I have a tenant with over 10,000 entitlements, and I need to retrieve and store this data quickly using Python. Currently, my approach is quite slow and not efficient for handling such a large volume of data.
Does anyone have any suggestions or best practices for efficiently calling and storing a large number of entitlements in Python? Are there specific libraries or techniques that could help speed up this process?
@VasanthRam - As @GOKUL_ANANTH_M mentioned for pagination the limit will be 1000 for entitlements, you can fetch 250 entitlements parallelly using threads to be more efficient!
To handle a large number of entitlements efficiently, you can use Python’s concurrent.futures module to implement concurrency with multiple workers. For IdentityNow, the maximum API hit rate is 100 requests per 10 seconds. You can utilize this by using up to 100 concurrent workers.

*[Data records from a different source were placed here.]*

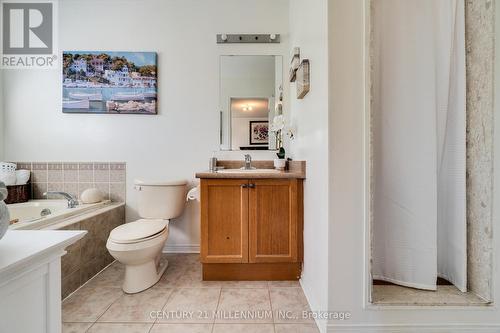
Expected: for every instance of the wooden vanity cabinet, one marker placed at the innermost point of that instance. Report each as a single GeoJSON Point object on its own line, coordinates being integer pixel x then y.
{"type": "Point", "coordinates": [251, 229]}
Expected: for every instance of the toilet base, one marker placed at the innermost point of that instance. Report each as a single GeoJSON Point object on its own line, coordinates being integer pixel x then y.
{"type": "Point", "coordinates": [143, 276]}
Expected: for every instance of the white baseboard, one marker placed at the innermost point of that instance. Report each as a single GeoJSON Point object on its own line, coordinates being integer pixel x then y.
{"type": "Point", "coordinates": [416, 328]}
{"type": "Point", "coordinates": [182, 248]}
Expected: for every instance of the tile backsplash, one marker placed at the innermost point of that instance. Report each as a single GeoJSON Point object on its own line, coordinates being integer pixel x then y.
{"type": "Point", "coordinates": [75, 177]}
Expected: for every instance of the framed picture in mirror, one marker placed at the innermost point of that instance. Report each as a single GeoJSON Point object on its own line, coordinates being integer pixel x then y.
{"type": "Point", "coordinates": [259, 132]}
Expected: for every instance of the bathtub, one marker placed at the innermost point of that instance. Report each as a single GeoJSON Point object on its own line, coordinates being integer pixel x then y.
{"type": "Point", "coordinates": [39, 214]}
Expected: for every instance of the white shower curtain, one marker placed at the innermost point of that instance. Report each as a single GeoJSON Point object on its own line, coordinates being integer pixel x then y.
{"type": "Point", "coordinates": [418, 117]}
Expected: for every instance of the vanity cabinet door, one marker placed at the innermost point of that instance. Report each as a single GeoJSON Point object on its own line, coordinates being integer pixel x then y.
{"type": "Point", "coordinates": [274, 223]}
{"type": "Point", "coordinates": [224, 221]}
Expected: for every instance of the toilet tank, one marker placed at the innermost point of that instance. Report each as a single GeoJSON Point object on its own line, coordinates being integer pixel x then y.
{"type": "Point", "coordinates": [161, 200]}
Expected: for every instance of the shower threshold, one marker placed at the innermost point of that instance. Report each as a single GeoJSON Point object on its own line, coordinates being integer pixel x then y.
{"type": "Point", "coordinates": [447, 295]}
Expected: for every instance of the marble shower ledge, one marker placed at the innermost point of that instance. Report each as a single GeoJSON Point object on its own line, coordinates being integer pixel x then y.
{"type": "Point", "coordinates": [296, 169]}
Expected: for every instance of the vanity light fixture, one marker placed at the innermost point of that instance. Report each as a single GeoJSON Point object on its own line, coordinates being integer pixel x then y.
{"type": "Point", "coordinates": [247, 38]}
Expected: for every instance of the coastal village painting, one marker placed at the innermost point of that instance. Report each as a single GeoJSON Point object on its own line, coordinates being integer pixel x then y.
{"type": "Point", "coordinates": [109, 82]}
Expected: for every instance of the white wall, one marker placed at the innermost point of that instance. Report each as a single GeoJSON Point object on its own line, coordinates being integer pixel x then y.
{"type": "Point", "coordinates": [177, 142]}
{"type": "Point", "coordinates": [308, 30]}
{"type": "Point", "coordinates": [349, 233]}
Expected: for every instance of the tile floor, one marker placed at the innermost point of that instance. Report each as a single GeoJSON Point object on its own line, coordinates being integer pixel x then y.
{"type": "Point", "coordinates": [182, 302]}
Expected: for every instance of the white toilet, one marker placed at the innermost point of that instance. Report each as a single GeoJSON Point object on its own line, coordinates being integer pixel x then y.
{"type": "Point", "coordinates": [138, 245]}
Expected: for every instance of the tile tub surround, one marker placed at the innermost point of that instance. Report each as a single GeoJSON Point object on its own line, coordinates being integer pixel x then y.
{"type": "Point", "coordinates": [75, 177]}
{"type": "Point", "coordinates": [101, 305]}
{"type": "Point", "coordinates": [88, 256]}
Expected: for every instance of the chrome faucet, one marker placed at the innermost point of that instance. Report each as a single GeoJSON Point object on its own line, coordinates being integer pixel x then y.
{"type": "Point", "coordinates": [72, 201]}
{"type": "Point", "coordinates": [248, 162]}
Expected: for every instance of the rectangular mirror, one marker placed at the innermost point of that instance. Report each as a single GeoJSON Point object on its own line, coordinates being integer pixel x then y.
{"type": "Point", "coordinates": [250, 87]}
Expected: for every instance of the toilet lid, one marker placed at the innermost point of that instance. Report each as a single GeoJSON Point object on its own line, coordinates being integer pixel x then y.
{"type": "Point", "coordinates": [137, 230]}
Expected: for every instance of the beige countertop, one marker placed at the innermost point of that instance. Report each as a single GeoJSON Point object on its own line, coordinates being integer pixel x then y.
{"type": "Point", "coordinates": [296, 169]}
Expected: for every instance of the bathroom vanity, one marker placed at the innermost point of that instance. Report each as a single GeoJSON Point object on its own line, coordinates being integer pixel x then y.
{"type": "Point", "coordinates": [252, 222]}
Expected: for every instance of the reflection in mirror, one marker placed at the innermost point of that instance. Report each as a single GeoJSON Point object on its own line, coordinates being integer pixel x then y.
{"type": "Point", "coordinates": [248, 89]}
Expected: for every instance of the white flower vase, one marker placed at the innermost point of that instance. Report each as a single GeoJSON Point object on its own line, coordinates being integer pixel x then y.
{"type": "Point", "coordinates": [4, 212]}
{"type": "Point", "coordinates": [279, 163]}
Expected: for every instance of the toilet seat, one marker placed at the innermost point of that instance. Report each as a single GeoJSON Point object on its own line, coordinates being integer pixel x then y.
{"type": "Point", "coordinates": [139, 231]}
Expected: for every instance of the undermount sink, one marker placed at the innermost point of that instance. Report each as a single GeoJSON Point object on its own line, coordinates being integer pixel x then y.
{"type": "Point", "coordinates": [248, 171]}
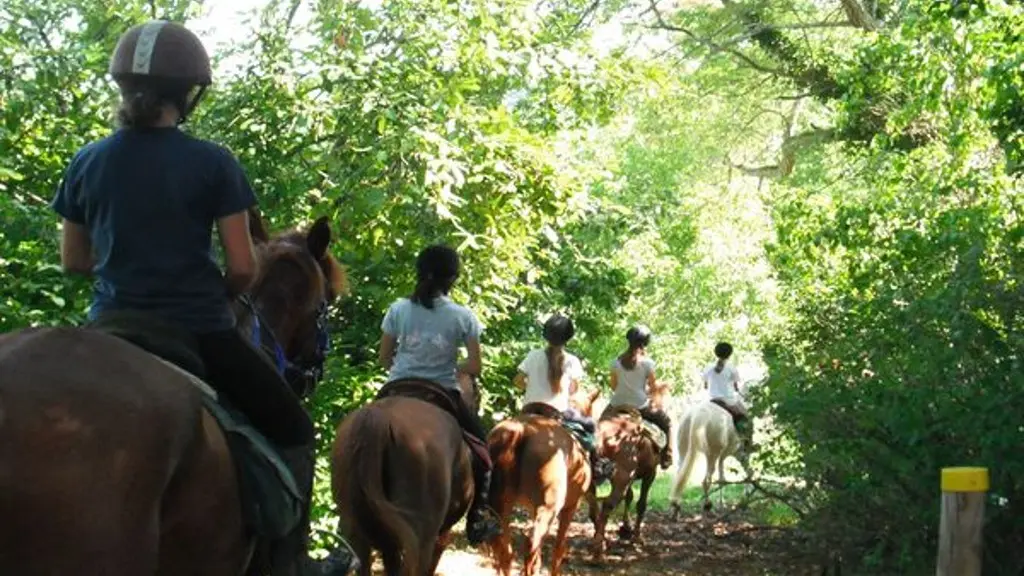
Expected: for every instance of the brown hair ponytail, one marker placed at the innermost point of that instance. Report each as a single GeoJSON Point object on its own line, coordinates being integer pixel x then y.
{"type": "Point", "coordinates": [556, 367]}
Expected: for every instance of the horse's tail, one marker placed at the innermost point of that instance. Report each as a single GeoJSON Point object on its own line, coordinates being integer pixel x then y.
{"type": "Point", "coordinates": [687, 452]}
{"type": "Point", "coordinates": [385, 525]}
{"type": "Point", "coordinates": [505, 445]}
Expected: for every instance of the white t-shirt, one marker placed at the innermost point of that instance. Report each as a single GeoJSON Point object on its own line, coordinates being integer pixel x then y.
{"type": "Point", "coordinates": [535, 366]}
{"type": "Point", "coordinates": [722, 384]}
{"type": "Point", "coordinates": [631, 388]}
{"type": "Point", "coordinates": [429, 339]}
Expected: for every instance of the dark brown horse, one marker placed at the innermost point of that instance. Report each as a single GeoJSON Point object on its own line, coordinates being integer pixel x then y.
{"type": "Point", "coordinates": [540, 465]}
{"type": "Point", "coordinates": [401, 477]}
{"type": "Point", "coordinates": [622, 439]}
{"type": "Point", "coordinates": [109, 463]}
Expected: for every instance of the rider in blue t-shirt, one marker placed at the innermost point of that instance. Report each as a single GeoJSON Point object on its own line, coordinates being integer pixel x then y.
{"type": "Point", "coordinates": [421, 341]}
{"type": "Point", "coordinates": [138, 209]}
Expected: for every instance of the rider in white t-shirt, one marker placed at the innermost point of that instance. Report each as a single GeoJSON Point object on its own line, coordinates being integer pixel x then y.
{"type": "Point", "coordinates": [633, 381]}
{"type": "Point", "coordinates": [550, 376]}
{"type": "Point", "coordinates": [722, 381]}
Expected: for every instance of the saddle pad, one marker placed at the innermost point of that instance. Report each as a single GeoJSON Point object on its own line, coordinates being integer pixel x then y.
{"type": "Point", "coordinates": [437, 396]}
{"type": "Point", "coordinates": [586, 439]}
{"type": "Point", "coordinates": [271, 502]}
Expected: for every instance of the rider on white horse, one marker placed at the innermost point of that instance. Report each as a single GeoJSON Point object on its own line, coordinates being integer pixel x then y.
{"type": "Point", "coordinates": [722, 382]}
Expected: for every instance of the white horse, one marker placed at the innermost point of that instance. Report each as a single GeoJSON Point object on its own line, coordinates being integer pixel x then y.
{"type": "Point", "coordinates": [707, 427]}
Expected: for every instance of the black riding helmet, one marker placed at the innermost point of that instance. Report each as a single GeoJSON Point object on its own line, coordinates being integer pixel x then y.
{"type": "Point", "coordinates": [638, 336]}
{"type": "Point", "coordinates": [558, 330]}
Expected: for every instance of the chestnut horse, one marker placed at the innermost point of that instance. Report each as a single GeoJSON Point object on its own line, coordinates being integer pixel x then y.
{"type": "Point", "coordinates": [109, 463]}
{"type": "Point", "coordinates": [538, 464]}
{"type": "Point", "coordinates": [401, 478]}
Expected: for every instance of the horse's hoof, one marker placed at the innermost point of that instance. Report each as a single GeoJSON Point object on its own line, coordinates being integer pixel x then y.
{"type": "Point", "coordinates": [625, 533]}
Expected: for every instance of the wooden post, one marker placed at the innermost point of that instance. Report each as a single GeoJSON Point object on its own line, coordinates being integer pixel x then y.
{"type": "Point", "coordinates": [963, 516]}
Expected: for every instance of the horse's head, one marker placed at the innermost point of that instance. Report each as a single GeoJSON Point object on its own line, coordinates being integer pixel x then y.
{"type": "Point", "coordinates": [298, 279]}
{"type": "Point", "coordinates": [469, 387]}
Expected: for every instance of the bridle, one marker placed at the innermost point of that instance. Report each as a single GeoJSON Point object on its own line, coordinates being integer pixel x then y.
{"type": "Point", "coordinates": [301, 373]}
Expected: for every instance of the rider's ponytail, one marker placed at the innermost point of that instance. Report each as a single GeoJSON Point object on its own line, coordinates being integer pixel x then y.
{"type": "Point", "coordinates": [557, 330]}
{"type": "Point", "coordinates": [638, 338]}
{"type": "Point", "coordinates": [556, 367]}
{"type": "Point", "coordinates": [436, 271]}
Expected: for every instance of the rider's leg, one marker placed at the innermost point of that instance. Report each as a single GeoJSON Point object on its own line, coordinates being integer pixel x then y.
{"type": "Point", "coordinates": [481, 523]}
{"type": "Point", "coordinates": [600, 466]}
{"type": "Point", "coordinates": [236, 369]}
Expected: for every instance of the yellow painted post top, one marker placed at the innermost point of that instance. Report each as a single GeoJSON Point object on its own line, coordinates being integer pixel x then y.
{"type": "Point", "coordinates": [965, 480]}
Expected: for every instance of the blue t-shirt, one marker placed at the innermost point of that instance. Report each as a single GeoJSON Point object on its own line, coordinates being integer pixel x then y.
{"type": "Point", "coordinates": [150, 199]}
{"type": "Point", "coordinates": [429, 339]}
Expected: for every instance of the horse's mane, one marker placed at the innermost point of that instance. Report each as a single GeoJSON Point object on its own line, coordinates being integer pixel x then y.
{"type": "Point", "coordinates": [287, 245]}
{"type": "Point", "coordinates": [337, 278]}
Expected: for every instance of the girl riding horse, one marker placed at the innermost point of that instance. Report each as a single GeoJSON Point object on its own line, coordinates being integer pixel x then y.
{"type": "Point", "coordinates": [138, 208]}
{"type": "Point", "coordinates": [549, 376]}
{"type": "Point", "coordinates": [421, 340]}
{"type": "Point", "coordinates": [633, 380]}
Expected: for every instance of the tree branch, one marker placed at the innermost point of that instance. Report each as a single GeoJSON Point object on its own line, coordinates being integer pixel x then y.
{"type": "Point", "coordinates": [858, 14]}
{"type": "Point", "coordinates": [712, 45]}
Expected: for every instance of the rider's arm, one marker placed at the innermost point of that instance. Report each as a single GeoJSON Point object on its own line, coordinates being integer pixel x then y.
{"type": "Point", "coordinates": [233, 198]}
{"type": "Point", "coordinates": [652, 388]}
{"type": "Point", "coordinates": [472, 364]}
{"type": "Point", "coordinates": [76, 249]}
{"type": "Point", "coordinates": [239, 254]}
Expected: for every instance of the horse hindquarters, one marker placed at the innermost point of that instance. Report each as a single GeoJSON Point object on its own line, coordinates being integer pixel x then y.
{"type": "Point", "coordinates": [687, 449]}
{"type": "Point", "coordinates": [92, 430]}
{"type": "Point", "coordinates": [205, 487]}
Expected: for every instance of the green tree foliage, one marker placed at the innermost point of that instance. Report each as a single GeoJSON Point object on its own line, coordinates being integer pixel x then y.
{"type": "Point", "coordinates": [833, 187]}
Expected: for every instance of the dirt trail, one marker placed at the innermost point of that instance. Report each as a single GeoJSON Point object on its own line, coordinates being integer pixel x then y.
{"type": "Point", "coordinates": [693, 545]}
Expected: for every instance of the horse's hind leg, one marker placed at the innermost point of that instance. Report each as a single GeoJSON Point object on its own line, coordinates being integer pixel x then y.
{"type": "Point", "coordinates": [624, 528]}
{"type": "Point", "coordinates": [364, 552]}
{"type": "Point", "coordinates": [502, 546]}
{"type": "Point", "coordinates": [561, 547]}
{"type": "Point", "coordinates": [709, 477]}
{"type": "Point", "coordinates": [543, 517]}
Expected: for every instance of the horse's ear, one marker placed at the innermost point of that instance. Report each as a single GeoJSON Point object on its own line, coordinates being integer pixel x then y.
{"type": "Point", "coordinates": [318, 238]}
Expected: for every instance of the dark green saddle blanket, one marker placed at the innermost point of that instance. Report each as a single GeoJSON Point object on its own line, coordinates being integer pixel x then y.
{"type": "Point", "coordinates": [580, 432]}
{"type": "Point", "coordinates": [586, 438]}
{"type": "Point", "coordinates": [271, 502]}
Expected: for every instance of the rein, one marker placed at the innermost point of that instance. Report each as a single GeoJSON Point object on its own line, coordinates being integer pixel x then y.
{"type": "Point", "coordinates": [309, 370]}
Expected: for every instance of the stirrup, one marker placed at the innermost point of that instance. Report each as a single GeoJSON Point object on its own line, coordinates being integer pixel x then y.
{"type": "Point", "coordinates": [482, 526]}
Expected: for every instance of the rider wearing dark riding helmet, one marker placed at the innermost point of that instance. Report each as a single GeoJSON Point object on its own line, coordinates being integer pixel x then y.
{"type": "Point", "coordinates": [633, 381]}
{"type": "Point", "coordinates": [138, 209]}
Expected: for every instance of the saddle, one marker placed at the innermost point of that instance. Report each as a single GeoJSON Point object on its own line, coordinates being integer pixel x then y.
{"type": "Point", "coordinates": [586, 438]}
{"type": "Point", "coordinates": [647, 427]}
{"type": "Point", "coordinates": [271, 502]}
{"type": "Point", "coordinates": [439, 397]}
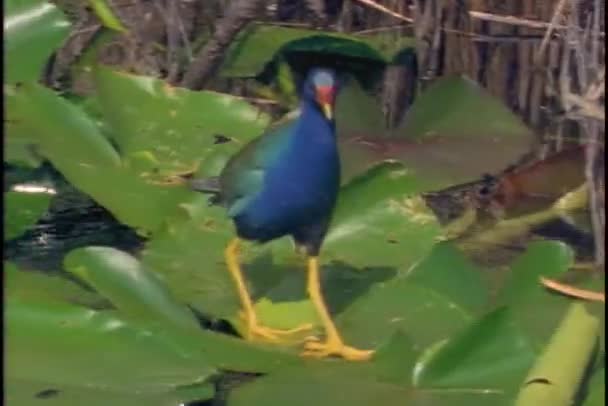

Here’s a basic example of how you can achieve this:
python:
import concurrent.futures
import requests
def fetch_entitlement(entitlement_id):
url = f"[https://your-api-endpoint/{entitlement_id}"]
response = requests.get(url)
return response.json()
def main(entitlement_ids):
with concurrent.futures.ThreadPoolExecutor(max_workers=100) as executor:
results = list(executor.map(fetch_entitlement, entitlement_ids))
return results
if __name__ == "__main__":
entitlement_ids = [f"id_{i}" for i in range(10000)] # Replace with your actual IDs
entitlements = main(entitlement_ids)
# Now `entitlements` contains all your retrieved data
print(entitlements)
In this example:
fetch_entitlement is a function that makes the API call for a given entitlement ID.
main uses a ThreadPoolExecutor with 100 workers to fetch entitlements concurrently.
The results list will store all the retrieved entitlements.
This approach should significantly speed up the process. Just ensure you handle exceptions and rate limiting as needed.